Official implementation of the algorithm behind:
YouTube: https://www.youtube.com/@ArxivPapers
TikTok: https://www.tiktok.com/@arxiv_papers
Apple Podcasts: https://podcasts.apple.com/us/podcast/arxiv-papers/id1692476016
Spotify: https://podcasters.spotify.com/pod/show/arxiv-papers
The main idea of this work is to simplify and streamline ArXiv paper reading. If you're a visual learner, this code will covert a paper to an engaging video format. If you are on the run and like listening, this code will also generate audio for listening.
Here are the main steps of the algorithm:
Download paper source code, given its ArXiv ID
Use latex2html
or latexmlc
to convert latex code to HTML page
Parse HTML page to extract text and equations, ignoring tables, figures, etc
If creating video, also create a map that matches pdf page to text and also text chunks to page blocks.
Split the text into sections and pass them through OpenAI GPT api to paraphrase, simplify and explain.
Split GPT-generated text into chunks and convert them to audio using text-to-speach Google api
Pack all the necessary pieces and create a zip file for further video processing
Using earlier computed text-block map, create video using ffmpeg
Note 1 The code can create both long, more detailed, as well as short, summarized versions of the paper.
Note 2 The long video version will also contain summary blocks after each section
Note 3 The short video version will contain automatically generated slides summarizing the paper
Note 4 The code can also upload the generated audio files to your Google Drive, if provided with proper credentials
openai, PyPDF2, spacy, tiktoken, pyperclip, google-cloud-texttospeech, pydrive2, pdflatex
# to create audio, both short and long, and prepare for video creation
python main.py --verbose --include_summary --create_short --create_video --openai_key <your_key> --paperid <arxiv_paper_id> --l2h
The default latex conversion tool latex2html
sometimes fails, in this case remove --l2h
to use latexmlc
. Also, by default the code will process the whole paper up to references, if you want to stop earlier, pass --stop_word "experiments"

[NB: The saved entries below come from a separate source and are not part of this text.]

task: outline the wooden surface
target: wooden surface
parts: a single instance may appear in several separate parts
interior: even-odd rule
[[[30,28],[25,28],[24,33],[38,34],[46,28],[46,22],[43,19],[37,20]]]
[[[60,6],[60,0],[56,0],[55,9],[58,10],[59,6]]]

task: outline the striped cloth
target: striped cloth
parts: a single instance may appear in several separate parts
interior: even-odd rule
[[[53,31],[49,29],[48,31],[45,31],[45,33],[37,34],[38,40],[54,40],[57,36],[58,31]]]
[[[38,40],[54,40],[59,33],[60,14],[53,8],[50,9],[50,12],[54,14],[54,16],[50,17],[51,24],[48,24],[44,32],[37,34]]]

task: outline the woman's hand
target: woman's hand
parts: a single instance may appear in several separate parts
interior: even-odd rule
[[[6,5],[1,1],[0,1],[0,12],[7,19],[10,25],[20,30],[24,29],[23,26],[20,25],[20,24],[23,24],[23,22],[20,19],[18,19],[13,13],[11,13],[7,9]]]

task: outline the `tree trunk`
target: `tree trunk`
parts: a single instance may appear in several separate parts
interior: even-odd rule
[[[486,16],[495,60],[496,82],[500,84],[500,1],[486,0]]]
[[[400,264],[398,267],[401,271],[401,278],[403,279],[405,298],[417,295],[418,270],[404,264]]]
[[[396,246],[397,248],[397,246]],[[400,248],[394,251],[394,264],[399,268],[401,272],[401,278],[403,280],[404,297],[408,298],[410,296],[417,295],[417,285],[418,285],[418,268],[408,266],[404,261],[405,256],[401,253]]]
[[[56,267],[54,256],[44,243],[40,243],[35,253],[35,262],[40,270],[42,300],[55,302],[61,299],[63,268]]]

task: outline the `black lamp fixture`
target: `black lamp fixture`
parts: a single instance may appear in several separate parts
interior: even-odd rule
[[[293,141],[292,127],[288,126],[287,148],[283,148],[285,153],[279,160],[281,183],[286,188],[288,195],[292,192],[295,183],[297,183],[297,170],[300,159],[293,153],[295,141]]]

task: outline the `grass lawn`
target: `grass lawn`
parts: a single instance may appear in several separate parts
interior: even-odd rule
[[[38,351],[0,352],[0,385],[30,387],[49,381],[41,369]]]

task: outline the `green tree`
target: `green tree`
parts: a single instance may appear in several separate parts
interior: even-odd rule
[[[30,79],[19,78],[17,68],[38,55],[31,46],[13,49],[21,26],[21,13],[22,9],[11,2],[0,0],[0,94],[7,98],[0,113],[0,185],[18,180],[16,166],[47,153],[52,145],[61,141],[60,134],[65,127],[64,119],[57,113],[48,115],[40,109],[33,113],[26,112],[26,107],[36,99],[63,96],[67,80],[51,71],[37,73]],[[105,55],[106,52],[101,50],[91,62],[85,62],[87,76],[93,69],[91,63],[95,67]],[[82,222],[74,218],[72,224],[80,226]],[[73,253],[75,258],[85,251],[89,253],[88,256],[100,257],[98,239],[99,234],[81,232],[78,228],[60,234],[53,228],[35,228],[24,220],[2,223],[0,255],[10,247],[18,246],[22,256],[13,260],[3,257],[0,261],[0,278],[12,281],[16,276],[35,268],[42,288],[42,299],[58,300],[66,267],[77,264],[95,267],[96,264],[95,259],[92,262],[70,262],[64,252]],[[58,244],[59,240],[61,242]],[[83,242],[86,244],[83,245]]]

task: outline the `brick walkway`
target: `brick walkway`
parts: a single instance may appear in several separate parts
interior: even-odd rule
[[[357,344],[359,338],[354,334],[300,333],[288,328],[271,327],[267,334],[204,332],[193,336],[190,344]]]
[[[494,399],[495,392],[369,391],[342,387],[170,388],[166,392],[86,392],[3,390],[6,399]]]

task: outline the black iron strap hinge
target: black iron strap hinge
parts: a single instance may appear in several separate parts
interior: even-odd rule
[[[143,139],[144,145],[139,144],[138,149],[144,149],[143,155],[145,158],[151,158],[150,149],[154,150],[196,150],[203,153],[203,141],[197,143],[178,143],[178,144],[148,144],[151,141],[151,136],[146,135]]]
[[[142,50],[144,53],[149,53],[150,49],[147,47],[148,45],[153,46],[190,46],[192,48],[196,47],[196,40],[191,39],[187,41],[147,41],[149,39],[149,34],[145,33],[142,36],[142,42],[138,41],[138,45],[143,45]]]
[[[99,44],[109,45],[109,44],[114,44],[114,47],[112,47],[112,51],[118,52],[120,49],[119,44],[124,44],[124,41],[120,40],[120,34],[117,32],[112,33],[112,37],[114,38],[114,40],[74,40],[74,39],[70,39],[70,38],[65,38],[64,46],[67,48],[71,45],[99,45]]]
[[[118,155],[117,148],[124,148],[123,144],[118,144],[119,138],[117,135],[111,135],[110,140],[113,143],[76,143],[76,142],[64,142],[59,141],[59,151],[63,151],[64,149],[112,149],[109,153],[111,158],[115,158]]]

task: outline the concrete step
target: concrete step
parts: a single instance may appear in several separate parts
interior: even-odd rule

(e.g., to stop before Experiments Section).
<arxiv_paper_id>_files/
├── final_audio.mp3
├── final_audio_short.mp3
├── abstract.txt
├── zipfile-<time_stamp>.zip
├── ...
├── extracted_orig_text_clean.txt
├── original_text_split_pages.txt
├── original_text_split_sections.txt
├── ...
├── gpt_text.txt
├── gpt_text_short.txt
├── gpt_verb_steps.txt
├── ...
├── slides
├── slide1.pdf
├── ...
The output directory, among other things, contains generated audio files, slides, extracted original text
and GPT generated output, split across pages or sections. The output also contains zipfile-<time_stamp>.zip
which includes data for video generation.
# to extract only the original text from ArXiv paper, without any GPT/audio/video processing
python main.py --verbose --extract_text_only --paperid <arxiv_paper_id>
Now, we are ready to generate the video:
# to generate video based on the results from above, point to the
python makevideo.py --paperid <arxiv_paper_id>
output_<time_stamp>/
├── output.mp4
├── output_short.mp4
├── ...
The output directory now contains two video files, one for the long and another for the short video.